How much has Cricket spent on this effort?
We do not release that information.
Describe the campaign.
The key message is "Stop counting. Go Cricket." We are highlighting the fact customers don't have to count minutes given the unlimited flat-rate features. And we're trying hard to put a human face on wireless. Our ads feature customers saying why it's advantageous to use Cricket.
What is your main focus related to the local market?
My predecessor, Miles Johnson [Cricket's Nashville-based national sales vice president], was very involved in the community. We like to think of ourselves as a hometown entity. We have started several events here, including the Nashville Zoo Running Wild 10K event. Last year, we netted $45,000 in fund-raising as the main sponsor and co-founder with the zoo.

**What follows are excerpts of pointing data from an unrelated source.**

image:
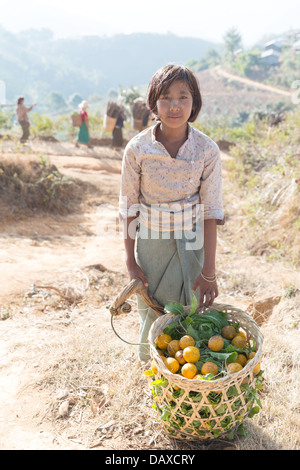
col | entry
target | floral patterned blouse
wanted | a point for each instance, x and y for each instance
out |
(152, 178)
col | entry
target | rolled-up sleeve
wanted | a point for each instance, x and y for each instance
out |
(130, 185)
(211, 184)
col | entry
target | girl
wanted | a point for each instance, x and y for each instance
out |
(170, 172)
(83, 134)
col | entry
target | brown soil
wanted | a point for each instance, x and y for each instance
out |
(63, 251)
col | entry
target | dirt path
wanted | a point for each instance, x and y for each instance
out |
(49, 249)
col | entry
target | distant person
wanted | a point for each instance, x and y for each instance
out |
(23, 120)
(117, 135)
(83, 136)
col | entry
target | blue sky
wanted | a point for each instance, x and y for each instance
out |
(207, 19)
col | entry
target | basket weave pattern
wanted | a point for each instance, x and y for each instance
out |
(200, 409)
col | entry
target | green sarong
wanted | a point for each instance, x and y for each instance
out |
(83, 134)
(171, 267)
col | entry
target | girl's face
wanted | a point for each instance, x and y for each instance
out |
(174, 106)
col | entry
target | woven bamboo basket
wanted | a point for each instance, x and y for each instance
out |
(197, 409)
(222, 404)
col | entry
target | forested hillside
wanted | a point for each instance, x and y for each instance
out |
(34, 64)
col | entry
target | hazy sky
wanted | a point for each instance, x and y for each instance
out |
(207, 19)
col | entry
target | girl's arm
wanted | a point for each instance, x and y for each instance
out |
(133, 268)
(208, 290)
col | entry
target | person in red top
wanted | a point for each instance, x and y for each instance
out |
(83, 136)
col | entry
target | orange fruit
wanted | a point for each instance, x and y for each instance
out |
(234, 367)
(209, 368)
(191, 354)
(239, 341)
(228, 332)
(241, 359)
(163, 340)
(179, 357)
(173, 347)
(198, 377)
(172, 364)
(189, 370)
(242, 333)
(216, 343)
(186, 341)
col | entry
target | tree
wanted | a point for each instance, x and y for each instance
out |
(233, 42)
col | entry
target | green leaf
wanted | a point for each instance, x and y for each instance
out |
(174, 307)
(193, 332)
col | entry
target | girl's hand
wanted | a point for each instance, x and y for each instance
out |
(208, 291)
(135, 271)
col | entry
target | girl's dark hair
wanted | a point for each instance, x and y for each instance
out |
(162, 80)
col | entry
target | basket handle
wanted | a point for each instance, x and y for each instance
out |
(136, 286)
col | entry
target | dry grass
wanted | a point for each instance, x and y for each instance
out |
(35, 184)
(109, 399)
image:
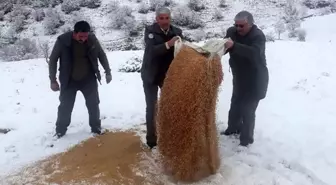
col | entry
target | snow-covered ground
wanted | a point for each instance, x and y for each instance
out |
(295, 141)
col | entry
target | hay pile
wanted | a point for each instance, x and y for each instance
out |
(186, 129)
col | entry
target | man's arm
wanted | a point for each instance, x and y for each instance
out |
(229, 32)
(253, 51)
(155, 50)
(102, 56)
(54, 56)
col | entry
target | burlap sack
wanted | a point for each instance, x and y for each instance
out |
(186, 129)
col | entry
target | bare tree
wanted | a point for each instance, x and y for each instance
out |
(280, 28)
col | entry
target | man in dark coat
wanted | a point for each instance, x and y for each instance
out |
(159, 38)
(250, 75)
(78, 52)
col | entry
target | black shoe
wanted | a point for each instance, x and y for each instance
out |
(97, 131)
(151, 145)
(246, 143)
(229, 132)
(59, 135)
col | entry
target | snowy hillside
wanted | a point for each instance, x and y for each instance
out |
(28, 28)
(295, 142)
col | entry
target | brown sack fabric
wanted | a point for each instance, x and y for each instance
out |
(186, 128)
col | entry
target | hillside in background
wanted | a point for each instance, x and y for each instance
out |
(28, 28)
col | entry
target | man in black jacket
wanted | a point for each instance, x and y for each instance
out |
(159, 38)
(250, 75)
(78, 52)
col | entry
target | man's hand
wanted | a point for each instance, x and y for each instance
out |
(229, 44)
(171, 42)
(108, 78)
(54, 86)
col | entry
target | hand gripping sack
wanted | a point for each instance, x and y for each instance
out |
(186, 128)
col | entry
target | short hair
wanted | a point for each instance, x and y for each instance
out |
(245, 15)
(82, 26)
(162, 10)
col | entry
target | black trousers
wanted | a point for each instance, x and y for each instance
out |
(89, 89)
(151, 96)
(242, 116)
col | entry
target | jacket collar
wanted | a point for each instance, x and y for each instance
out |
(157, 29)
(67, 39)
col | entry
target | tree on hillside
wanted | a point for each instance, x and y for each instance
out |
(292, 17)
(280, 28)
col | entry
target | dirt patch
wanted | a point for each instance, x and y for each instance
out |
(113, 158)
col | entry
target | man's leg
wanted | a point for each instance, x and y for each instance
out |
(247, 132)
(151, 92)
(89, 89)
(67, 99)
(235, 116)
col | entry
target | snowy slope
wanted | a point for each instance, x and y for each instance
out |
(294, 144)
(266, 13)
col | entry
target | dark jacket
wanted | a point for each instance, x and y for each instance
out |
(248, 63)
(62, 51)
(157, 57)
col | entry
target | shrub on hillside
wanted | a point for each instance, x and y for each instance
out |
(132, 65)
(113, 6)
(45, 3)
(222, 3)
(52, 21)
(292, 17)
(6, 6)
(121, 17)
(8, 36)
(19, 10)
(38, 14)
(91, 3)
(153, 4)
(69, 6)
(218, 15)
(196, 5)
(21, 50)
(80, 16)
(19, 23)
(301, 34)
(280, 28)
(183, 16)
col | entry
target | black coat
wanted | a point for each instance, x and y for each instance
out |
(62, 51)
(248, 63)
(157, 58)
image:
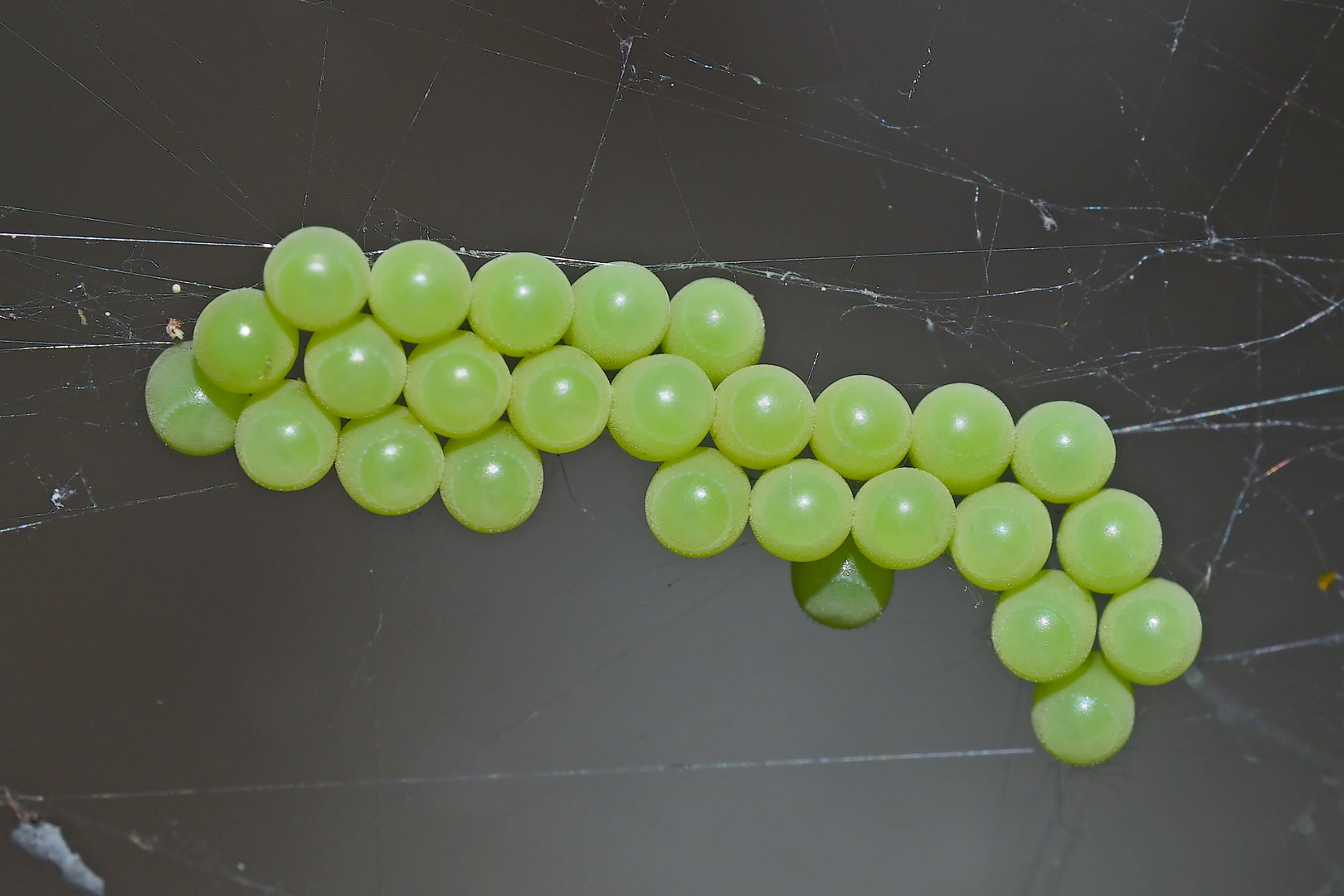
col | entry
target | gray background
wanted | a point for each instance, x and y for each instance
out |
(218, 689)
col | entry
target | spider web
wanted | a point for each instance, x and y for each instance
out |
(1132, 204)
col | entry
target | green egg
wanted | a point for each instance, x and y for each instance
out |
(621, 314)
(242, 344)
(1152, 631)
(843, 590)
(492, 481)
(1110, 542)
(1001, 536)
(903, 519)
(1045, 629)
(318, 277)
(762, 416)
(285, 441)
(355, 368)
(1064, 451)
(718, 325)
(522, 304)
(420, 290)
(962, 434)
(561, 399)
(698, 505)
(1086, 716)
(186, 409)
(862, 427)
(388, 462)
(801, 511)
(661, 407)
(459, 386)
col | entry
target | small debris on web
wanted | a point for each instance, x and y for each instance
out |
(43, 840)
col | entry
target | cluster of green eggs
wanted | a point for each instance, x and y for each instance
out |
(230, 387)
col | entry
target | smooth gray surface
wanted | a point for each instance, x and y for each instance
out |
(1133, 204)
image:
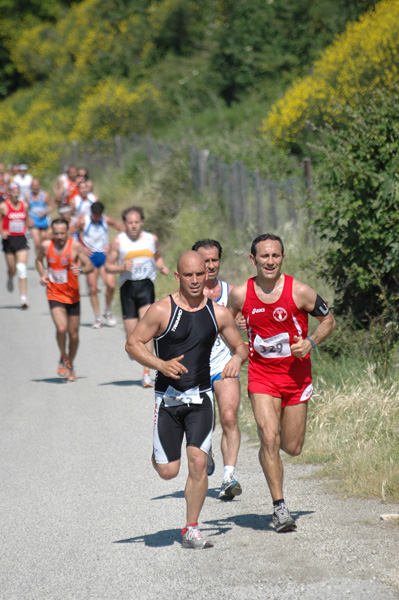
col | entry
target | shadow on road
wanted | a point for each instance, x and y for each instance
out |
(124, 383)
(168, 537)
(256, 522)
(52, 380)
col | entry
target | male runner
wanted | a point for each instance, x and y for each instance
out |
(65, 259)
(94, 237)
(66, 186)
(227, 391)
(184, 326)
(276, 308)
(135, 255)
(15, 245)
(39, 206)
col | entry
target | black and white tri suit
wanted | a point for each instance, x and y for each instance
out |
(185, 405)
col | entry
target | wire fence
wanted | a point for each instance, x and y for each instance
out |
(247, 200)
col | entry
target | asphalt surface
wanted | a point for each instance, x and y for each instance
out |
(84, 516)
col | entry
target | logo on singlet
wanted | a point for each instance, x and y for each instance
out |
(179, 314)
(280, 314)
(64, 260)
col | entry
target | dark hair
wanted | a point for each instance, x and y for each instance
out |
(136, 209)
(263, 238)
(97, 208)
(208, 243)
(59, 221)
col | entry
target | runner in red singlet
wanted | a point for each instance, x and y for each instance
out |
(15, 244)
(65, 259)
(276, 309)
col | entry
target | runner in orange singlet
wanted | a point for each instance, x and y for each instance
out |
(65, 259)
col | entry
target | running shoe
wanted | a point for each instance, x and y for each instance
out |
(230, 488)
(147, 380)
(210, 463)
(71, 375)
(282, 519)
(63, 367)
(193, 538)
(109, 319)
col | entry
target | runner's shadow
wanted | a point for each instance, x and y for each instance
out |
(54, 380)
(253, 521)
(212, 493)
(125, 383)
(179, 494)
(13, 307)
(57, 380)
(167, 537)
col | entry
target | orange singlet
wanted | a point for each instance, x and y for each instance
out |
(63, 285)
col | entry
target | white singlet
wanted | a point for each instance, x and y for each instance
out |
(95, 235)
(220, 354)
(142, 253)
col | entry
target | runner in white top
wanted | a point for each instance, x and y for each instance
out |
(134, 254)
(84, 200)
(94, 236)
(227, 391)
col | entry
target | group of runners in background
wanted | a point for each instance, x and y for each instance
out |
(199, 350)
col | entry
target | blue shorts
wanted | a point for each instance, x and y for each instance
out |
(98, 259)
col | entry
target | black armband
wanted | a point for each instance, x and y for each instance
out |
(320, 308)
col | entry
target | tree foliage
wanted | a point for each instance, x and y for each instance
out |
(358, 209)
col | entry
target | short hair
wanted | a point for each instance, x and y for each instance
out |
(263, 238)
(60, 221)
(97, 208)
(136, 209)
(208, 243)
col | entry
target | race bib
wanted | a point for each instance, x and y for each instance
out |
(58, 276)
(141, 269)
(277, 346)
(16, 226)
(173, 397)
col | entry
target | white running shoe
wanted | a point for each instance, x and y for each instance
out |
(147, 380)
(97, 324)
(109, 319)
(193, 538)
(230, 488)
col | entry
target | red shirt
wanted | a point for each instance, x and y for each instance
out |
(63, 285)
(271, 330)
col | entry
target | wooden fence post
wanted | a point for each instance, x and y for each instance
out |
(259, 207)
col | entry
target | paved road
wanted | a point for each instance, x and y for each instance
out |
(83, 515)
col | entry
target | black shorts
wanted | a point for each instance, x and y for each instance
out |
(171, 423)
(134, 295)
(73, 310)
(15, 243)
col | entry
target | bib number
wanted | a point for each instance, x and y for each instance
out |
(277, 346)
(58, 276)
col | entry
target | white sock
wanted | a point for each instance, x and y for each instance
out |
(228, 470)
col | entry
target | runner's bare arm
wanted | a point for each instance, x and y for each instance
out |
(111, 265)
(159, 260)
(115, 224)
(230, 335)
(152, 324)
(41, 253)
(85, 265)
(305, 297)
(236, 299)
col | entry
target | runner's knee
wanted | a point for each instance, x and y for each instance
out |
(21, 270)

We're also involved with the YMCA. We provide phones to the Oasis Center volunteers and phones during the holiday season to homeless. We work closely with Tennessee State University, and we're active within the Nashville Area Chamber of Commerce. We have individuals sitting on various local boards. We want to give back to the community as much as we can.
Conversation with a leader
Regional Vice President,
Leap Wireless Inc./Cricket Communications
Hometown: Manhattan, Kan.
Education: Bachelor's degree in personnel administration, University of Kansas
First conventional job: Night auditor, Keystone Ski Resort (Colo.)
Hypothetical dream job: Federal Reserve chairman
Last November, Cricket named Greg Post regional vice president. Based out of the Nashville office (which Cricket launched in 2000 as its eastern United States headquarters), Post oversees the day-to-day operations of 19 company locations in eight states east of the Mississippi River. Post has Cricket focused on various community improvement programs and leads about 100 employees. Cricket has earned a first-place network ranking among all major wireless competitors in the Nashville market (study conducted by the independent Envision Wireless).
Cricket partners with the Metro Police Department.
We've enjoyed the partnership. We've been able to save them a significant amount of money with the unlimited value program. They pay a set fee every month.
In 2004, the San Diego Better Business Bureau reported that Leap Wireless Inc., doing business as Cricket Communications, had an unsatisfactory record due to a pattern of complaints concerning delays in customers receiving rebates and having difficulty in contacting the company. In addition, the Better Business Bureau of Metropolitan Dallas has filed numerous complaints against Cricket with the Federal Trade and Federal Communications commissions. Your thoughts?
In response to this issue in Dallas, we wrote a letter on June 29, 2004. What we realized was that our letters were being sent to a Cricket vendor in Dallas. Therefore, the letters were not being responded to in a timely manner. We have asked both the San Diego and Dallas Better Business Bureaus to send the letters to the local Cricket markets from which they originated. This will allow us to provide a faster response time.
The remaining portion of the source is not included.